Благодаря искусству и усердию доктора, число умиравших в деревне стало быстро уменьшаться, но заболевших было все-таки очень много. Тогда один богатый мужик, не знавший чем отблагодарить доктора за излечение его единственного, любимого сына, согласился уступить свой дом под устройство временной больницы. Больница эта была очень бедно устроена, больные в ней лежали просто на полу, на соломе или на сене, но доктор заботился, чтобы воздух в ней был чист, чтобы пища не содержала в себе ничего вредного, и почти все, кому удалось попасть в нее, выздоровели.
Слава нового доктора быстро разнеслась по окрестности; рассказы о чудотворном действии его лекарств были так же преувеличены, как и рассказы о губительности болезни. К нему стали являться больные из окрестных деревень, городские жители присылали за ним свои экипажи. Больных он принимал, снабжал лекарствами и советами, некоторых даже помещал в свою больницу, когда в ней было свободное место, но от поездок в город решительно отказывался.
– Скажи ты своему барину, – объявил он лакею, который привез письмо от господина, умолявшего его навестить его больного сына: – что мне здесь двадцать отцов поручили своих сыновей, так мне не стать всех бросить и ехать к нему одному. Пусть зовут других докторов. Так и скажи!
Одна барыня, у которой муж заболел несомненными признаками холеры, сама приехала за ним. Ее он принял уж совсем нелюбезно.
– К вам поеду, надо будет ехать и к другим, и к третьим, – сухо сказал он ей: – а у меня и тут дела по горло.

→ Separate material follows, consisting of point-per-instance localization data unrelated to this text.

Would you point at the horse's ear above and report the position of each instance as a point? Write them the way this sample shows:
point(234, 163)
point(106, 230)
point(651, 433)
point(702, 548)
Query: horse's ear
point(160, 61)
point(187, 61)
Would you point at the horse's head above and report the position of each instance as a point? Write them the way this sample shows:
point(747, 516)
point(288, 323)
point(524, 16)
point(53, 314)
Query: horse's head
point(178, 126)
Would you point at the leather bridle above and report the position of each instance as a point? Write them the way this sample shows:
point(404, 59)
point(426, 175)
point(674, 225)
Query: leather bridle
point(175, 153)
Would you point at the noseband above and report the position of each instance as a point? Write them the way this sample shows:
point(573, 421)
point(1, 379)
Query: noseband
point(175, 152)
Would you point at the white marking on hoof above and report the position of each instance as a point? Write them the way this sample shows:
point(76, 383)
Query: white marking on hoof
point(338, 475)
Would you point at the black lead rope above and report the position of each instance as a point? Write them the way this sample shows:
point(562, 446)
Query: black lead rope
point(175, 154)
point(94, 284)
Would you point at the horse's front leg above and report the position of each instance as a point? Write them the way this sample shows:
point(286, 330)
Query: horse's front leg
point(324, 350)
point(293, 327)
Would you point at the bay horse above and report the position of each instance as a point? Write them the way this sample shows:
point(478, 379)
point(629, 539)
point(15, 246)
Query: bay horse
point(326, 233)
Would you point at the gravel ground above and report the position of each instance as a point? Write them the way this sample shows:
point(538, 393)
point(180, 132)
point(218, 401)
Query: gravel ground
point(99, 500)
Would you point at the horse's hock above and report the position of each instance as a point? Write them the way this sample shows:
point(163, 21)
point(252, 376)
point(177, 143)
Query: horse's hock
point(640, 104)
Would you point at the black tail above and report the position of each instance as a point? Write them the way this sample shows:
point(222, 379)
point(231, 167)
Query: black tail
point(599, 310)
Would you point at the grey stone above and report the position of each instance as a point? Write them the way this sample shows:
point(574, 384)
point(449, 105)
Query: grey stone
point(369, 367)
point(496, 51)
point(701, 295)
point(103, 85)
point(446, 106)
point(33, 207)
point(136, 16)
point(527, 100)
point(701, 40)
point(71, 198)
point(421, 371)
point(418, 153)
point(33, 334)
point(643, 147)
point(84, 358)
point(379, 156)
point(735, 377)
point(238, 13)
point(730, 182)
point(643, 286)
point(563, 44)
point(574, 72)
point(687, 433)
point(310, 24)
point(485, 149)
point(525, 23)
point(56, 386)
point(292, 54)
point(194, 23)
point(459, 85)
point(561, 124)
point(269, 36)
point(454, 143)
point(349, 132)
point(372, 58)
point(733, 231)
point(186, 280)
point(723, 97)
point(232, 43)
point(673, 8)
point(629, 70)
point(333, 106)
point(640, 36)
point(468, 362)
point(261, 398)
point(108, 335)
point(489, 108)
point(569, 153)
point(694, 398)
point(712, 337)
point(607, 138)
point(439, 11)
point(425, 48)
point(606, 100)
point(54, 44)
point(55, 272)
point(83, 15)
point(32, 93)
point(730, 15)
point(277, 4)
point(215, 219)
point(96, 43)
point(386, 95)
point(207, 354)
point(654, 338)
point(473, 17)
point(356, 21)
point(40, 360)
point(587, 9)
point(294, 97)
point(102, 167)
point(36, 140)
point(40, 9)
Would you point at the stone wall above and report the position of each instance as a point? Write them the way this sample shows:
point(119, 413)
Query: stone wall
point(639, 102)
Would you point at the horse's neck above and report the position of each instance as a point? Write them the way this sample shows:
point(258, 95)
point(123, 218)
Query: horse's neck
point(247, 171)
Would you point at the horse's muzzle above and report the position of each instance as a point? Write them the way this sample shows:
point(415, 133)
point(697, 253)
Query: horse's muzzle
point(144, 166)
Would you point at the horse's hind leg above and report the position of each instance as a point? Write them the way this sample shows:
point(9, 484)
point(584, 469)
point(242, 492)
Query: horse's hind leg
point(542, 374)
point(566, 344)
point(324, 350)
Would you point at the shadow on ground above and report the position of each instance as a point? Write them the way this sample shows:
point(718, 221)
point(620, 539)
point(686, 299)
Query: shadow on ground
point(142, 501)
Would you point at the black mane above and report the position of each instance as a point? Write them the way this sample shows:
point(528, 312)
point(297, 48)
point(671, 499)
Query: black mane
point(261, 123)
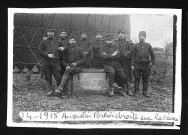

Прощайте!
И он без дальнейшей церемонии вышел вон из комнаты.
Известия об упорном отказе доктора расстаться хоть на один день со своими деревенскими больными распространялись в городе и многих сильно возмущали.
– Это какой-то невежа, дерзкий мальчишка! – говорили про доктора. – Ему, в самом деле, только и жить что с мужиками, – он не умеет обращаться с порядочными людьми.
Между тем в Болотне холера прекратилась, и тогда жители Мокрого прислали от себя нескольких стариков упрашивать доктора переехать на время к ним.
В его распоряжение заранее отдавалась просторная изба, и посланные ручались, что все его советы и распоряжения будут строго исполняться.
Этих посланных доктор не прогнал.
Он даже видимо был тронут тем доверием, какое ему оказывалось, и хотя не выразил своих чувств никакими красноречивыми словами, но все заметили, что, прощаясь со своими Болотнинскими знакомыми, он не хмурился, а глядел весело и даже приласкал одного из своих маленьких выздоровевших пациентов, прибежавшего провожать его.
Из Мокрого доктор переехал в другую деревню, где так же нуждались в его помощи, затем в третью и, наконец, когда к лету эпидемия совсем прекратилась, получил место врача при больнице в селе Осиновке.
При появлении холеры в городе, туда приехало двое докторов из Москвы, и о чудаке «мужицком докторе» вскоре забыли.
В один весенний день Петр Степанович с семьей сидел в маленьком садике, прилегавшем к его дому, и отдыхал от кабинетных занятий, любуясь на гимнастические упражнения своих двух старших сыновей. Вдруг вбежала горничная и, запыхавшись, объявила:
– Илья Павлыч приехал, вас спрашивает!
– Какой такой Илья Павлович? – удивился Петр Степанович.
– Да тот, что моего батюшку вылечил нынче зимой, доктор из Осиновки, – объявила горничная.